Anyone for adding -fwrapv to our standard CFLAGS?

Started by Tom Laneabout 20 years ago5 messages

tgl@sss.pgh.pa.us

about 20 years ago

It seems that gcc is up to some creative reinterpretation of basic C
semantics again; specifically, you can no longer trust that traditional
C semantics of integer overflow hold:
https://bugzilla.redhat.com/bugzilla/show_bug.cgi?id=175462

While I don't think we are anywhere using exactly the same trick that
the referenced mysql code is using, it certainly seems likely to me that
a compiler that is willing to replace "x < 0 && -x < 0" with "false"
might be able to break some of the integer overflow checks we do use.

I think we need to add -fwrapv to CFLAGS anytime the compiler will take
it, same as we recently started doing with -fno-strict-aliasing.

Comments?

regards, tom lane

neilc@samurai.com

about 20 years ago

In reply to: Tom Lane (#1)

Re: Anyone for adding -fwrapv to our standard CFLAGS?

On Mon, 2005-12-12 at 16:19 -0500, Tom Lane wrote:

It seems that gcc is up to some creative reinterpretation of basic C
semantics again; specifically, you can no longer trust that traditional
C semantics of integer overflow hold:
https://bugzilla.redhat.com/bugzilla/show_bug.cgi?id=175462

While I don't think we are anywhere using exactly the same trick that
the referenced mysql code is using, it certainly seems likely to me that
a compiler that is willing to replace "x < 0 && -x < 0" with "false"
might be able to break some of the integer overflow checks we do use.

IMHO code that makes assumptions about overflow behavior beyond what is
defined by the standard is asking for trouble, whether those assumptions
are "traditional C semantics" or not.

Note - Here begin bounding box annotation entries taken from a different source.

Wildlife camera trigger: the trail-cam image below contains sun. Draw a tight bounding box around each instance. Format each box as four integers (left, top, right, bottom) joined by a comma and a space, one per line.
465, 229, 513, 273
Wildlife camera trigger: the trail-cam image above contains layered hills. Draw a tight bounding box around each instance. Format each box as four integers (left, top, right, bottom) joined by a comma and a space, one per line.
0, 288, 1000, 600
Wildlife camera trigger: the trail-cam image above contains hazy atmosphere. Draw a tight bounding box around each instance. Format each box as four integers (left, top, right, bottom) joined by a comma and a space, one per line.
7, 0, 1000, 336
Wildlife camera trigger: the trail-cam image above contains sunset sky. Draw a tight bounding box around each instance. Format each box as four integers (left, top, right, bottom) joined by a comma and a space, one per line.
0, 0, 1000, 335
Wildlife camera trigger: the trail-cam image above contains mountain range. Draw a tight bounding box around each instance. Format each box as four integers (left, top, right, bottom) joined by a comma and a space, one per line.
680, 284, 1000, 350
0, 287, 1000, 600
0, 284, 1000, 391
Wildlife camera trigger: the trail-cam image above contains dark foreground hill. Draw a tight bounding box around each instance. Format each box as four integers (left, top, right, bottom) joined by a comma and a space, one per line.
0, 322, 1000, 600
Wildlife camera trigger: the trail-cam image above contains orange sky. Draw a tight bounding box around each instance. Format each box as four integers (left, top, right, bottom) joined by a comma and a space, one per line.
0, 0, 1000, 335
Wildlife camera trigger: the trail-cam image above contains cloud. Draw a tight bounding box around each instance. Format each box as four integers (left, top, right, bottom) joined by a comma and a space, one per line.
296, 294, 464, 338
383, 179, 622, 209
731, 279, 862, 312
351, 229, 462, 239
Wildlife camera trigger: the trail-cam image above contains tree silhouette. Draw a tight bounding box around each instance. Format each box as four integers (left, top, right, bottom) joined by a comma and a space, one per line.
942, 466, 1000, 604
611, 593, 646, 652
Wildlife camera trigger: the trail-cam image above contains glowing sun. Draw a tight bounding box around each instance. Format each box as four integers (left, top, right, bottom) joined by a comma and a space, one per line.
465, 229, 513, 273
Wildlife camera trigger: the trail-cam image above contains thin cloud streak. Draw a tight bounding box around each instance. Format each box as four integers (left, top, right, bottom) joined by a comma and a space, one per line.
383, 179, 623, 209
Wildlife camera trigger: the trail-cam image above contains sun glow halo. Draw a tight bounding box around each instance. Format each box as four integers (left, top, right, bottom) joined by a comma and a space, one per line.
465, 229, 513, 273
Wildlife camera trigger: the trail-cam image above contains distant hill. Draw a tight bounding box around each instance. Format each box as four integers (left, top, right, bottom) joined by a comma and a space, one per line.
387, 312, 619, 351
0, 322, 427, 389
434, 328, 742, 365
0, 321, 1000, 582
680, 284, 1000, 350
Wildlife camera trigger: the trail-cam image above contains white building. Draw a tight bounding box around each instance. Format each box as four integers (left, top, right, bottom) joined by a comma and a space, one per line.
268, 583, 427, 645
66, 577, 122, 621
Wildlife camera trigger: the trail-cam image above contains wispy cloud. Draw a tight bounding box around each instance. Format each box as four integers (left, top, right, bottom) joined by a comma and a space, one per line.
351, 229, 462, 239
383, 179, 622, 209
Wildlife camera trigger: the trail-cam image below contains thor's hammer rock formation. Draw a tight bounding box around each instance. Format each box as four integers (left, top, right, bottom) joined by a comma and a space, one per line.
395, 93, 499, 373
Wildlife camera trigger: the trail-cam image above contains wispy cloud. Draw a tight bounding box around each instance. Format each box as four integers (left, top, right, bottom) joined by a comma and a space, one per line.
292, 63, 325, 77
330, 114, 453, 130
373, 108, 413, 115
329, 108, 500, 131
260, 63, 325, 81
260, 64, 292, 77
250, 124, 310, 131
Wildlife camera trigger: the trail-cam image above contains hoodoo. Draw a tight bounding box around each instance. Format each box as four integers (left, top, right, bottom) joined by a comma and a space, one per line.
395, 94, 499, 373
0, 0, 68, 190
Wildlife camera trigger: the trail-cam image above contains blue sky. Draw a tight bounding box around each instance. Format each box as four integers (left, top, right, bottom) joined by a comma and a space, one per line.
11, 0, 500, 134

Given that -fwrapv apparently
hurts performance *and* you've presented no evidence that we actually
need the flag in the first place, I'm not sold on this idea...

-Neil

tgl@sss.pgh.pa.us

about 20 years ago

In reply to: Neil Conway (#2)

Re: Anyone for adding -fwrapv to our standard CFLAGS?

Neil Conway <neilc@samurai.com> writes:

IMHO code that makes assumptions about overflow behavior beyond what is
defined by the standard is asking for trouble, whether those assumptions
are "traditional C semantics" or not. Given that -fwrapv apparently
hurts performance *and* you've presented no evidence that we actually
need the flag in the first place, I'm not sold on this idea...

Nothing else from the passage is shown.